Petro también afirmó que «se denuncia de inmediato el Tratado de Libre Comercio con Israel».
Al dirigirse recientemente al Consejo de Seguridad de las Naciones Unidas, Petro hizo un llamamiento sin precedentes y audaz a favor de “un ejército fuerte de naciones que no acepten el genocidio”.
«Debemos reunir armas y ejércitos. Debemos liberar Palestina», añadió.
Estados Unidos, el mayor aliado del régimen israelí, decidió revocarle la visa después, a lo que Petro respondió: «No me importa».
Bogotá ya había roto relaciones diplomáticas con Tel Aviv en mayo de 2024 en medio del genocidio, pero la medida del jueves llevó las cosas aún más lejos al ordenar la salida de los representantes diplomáticos israelíes restantes.
El miércoles, Petro abordó el apoyo político, militar y de inteligencia sin precedentes de Estados Unidos al genocidio que hasta ahora se ha cobrado las vidas de más de 66.100 palestinos, en su mayoría mujeres y niños.

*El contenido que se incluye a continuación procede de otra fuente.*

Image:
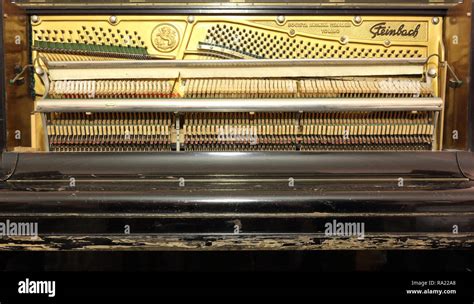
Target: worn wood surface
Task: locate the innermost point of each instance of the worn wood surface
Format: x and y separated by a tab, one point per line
237	242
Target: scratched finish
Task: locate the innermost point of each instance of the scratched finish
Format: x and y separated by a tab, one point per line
244	242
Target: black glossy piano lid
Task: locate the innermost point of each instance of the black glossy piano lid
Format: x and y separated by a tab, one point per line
238	6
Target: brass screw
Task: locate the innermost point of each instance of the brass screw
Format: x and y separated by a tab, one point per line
357	20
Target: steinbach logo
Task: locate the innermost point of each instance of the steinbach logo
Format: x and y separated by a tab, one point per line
9	228
382	29
37	287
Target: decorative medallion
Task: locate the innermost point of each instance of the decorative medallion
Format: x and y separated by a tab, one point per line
165	37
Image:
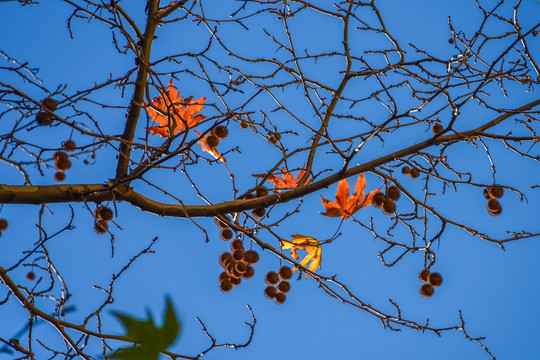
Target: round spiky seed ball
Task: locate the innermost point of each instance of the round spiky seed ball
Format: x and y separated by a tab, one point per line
225	258
280	298
69	145
261	192
104	213
241	267
212	141
435	279
226	234
494	207
220	224
389	207
285	273
437	129
495	191
238	254
224	276
60	176
271	278
63	165
220	131
50	104
225	285
251	257
423	275
259	212
270	292
378	200
284	286
44	118
60	156
427	290
101	227
236	280
249	272
393	193
237	244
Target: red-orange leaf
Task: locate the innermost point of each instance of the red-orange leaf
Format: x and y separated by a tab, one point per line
172	112
287	181
209	150
344	205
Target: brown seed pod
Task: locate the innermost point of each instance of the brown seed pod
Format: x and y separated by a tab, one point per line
226	234
285	273
59	176
237	244
225	285
225	258
389	207
280	298
238	254
212	141
494	207
60	156
437	129
224	276
259	212
270	292
261	192
393	193
378	200
495	192
236	281
101	227
284	286
104	213
49	104
271	278
427	290
423	276
69	145
44	118
415	173
251	257
62	165
435	279
220	224
248	274
221	132
241	267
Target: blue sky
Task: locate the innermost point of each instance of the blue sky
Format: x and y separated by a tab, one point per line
496	290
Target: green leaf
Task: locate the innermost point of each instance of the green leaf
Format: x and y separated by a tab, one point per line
150	340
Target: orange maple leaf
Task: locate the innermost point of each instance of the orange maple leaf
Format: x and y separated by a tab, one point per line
306	243
288	180
172	112
344	205
209	150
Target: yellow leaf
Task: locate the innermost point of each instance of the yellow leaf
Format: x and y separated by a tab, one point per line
306	243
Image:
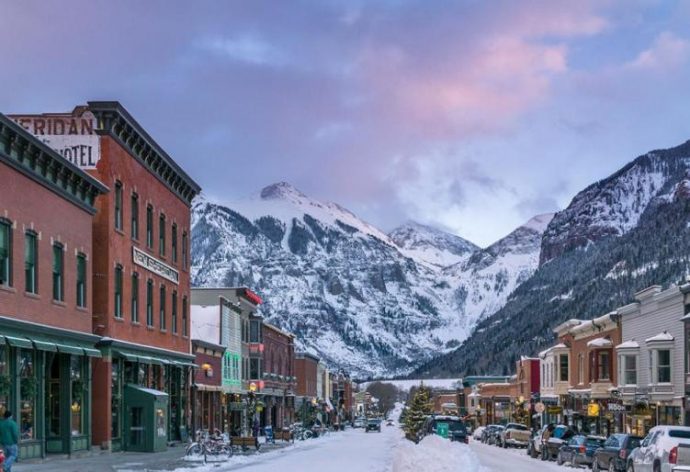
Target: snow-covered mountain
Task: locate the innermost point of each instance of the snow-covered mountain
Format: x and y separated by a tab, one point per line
431	245
358	298
617	236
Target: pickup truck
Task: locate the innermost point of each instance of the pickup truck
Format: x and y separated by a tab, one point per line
515	435
682	458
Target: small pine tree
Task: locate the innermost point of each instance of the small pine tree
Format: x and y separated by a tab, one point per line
417	412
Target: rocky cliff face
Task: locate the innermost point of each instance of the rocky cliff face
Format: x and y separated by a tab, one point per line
358	298
618	236
613	206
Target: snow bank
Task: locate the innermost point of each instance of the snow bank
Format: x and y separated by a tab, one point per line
435	454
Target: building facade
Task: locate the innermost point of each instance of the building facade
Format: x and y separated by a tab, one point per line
278	377
46	264
652	358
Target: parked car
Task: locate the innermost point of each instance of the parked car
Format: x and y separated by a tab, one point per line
682	459
457	431
613	455
579	450
494	436
559	436
515	435
658	451
478	433
535	442
373	424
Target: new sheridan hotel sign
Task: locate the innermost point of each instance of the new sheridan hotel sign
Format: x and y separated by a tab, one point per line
152	264
71	135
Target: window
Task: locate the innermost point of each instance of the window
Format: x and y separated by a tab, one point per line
184	316
30	252
174	312
5	252
663	366
563	367
604	358
118	205
135	298
118	291
162	308
28	393
81	280
161	235
173	243
630	370
149	226
254	369
135	216
77	409
149	303
58	272
255	331
184	249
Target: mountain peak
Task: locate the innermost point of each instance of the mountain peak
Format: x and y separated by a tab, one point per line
281	191
539	222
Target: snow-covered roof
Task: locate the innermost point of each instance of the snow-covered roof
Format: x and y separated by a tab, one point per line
632	344
665	336
205	323
600	342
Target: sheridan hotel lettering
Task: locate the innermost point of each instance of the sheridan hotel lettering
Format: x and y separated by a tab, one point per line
71	135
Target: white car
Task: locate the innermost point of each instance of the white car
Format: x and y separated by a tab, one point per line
658	451
478	433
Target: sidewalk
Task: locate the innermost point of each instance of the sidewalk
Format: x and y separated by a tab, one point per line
123	461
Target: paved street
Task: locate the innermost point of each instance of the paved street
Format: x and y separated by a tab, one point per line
515	460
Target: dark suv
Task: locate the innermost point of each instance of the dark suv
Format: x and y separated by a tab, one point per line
457	431
373	424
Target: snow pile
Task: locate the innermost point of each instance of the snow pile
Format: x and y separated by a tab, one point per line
435	454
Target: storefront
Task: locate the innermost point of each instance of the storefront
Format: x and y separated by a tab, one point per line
45	382
166	372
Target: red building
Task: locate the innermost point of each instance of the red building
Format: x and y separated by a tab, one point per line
141	240
279	377
46	265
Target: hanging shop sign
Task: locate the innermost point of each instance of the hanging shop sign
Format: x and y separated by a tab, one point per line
71	135
152	264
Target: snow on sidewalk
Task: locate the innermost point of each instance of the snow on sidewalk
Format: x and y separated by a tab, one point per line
435	454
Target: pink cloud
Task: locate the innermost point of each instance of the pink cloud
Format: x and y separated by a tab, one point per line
667	52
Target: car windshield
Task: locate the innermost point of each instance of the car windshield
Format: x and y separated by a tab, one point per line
453	425
634	442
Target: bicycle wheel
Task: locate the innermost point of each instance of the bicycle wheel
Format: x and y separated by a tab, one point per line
194	449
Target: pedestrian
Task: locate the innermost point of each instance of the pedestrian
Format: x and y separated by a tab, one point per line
9	437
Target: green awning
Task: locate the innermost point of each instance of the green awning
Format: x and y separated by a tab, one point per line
67	349
19	342
127	356
44	346
92	352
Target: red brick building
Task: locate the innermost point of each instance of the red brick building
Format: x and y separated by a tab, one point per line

En declaraciones a los periodistas, dijo que si el presidente estadounidense Donald Trump sigue siendo cómplice de un genocidio, como lo es hasta hoy, no merece nada más que la cárcel, y sus militares no deberían obedecerle.
El presidente colombiano también amenazó con emprender acciones legales a través de la Corte Penal Internacional (CPI) contra Washington y Tel Aviv.
“Estados Unidos e Israel no son parte del Estatuto de Roma de la CPI, pero Colombia sí lo es”, afirmó.
“El Estatuto de Roma define crímenes de lesa humanidad, crímenes de guerra y crímenes internacionales”, afirmó, y señaló que “cualquier persona de cualquier nacionalidad juzgada por esos tribunales puede ser arrestada por cualquier país si pasa por ellos”.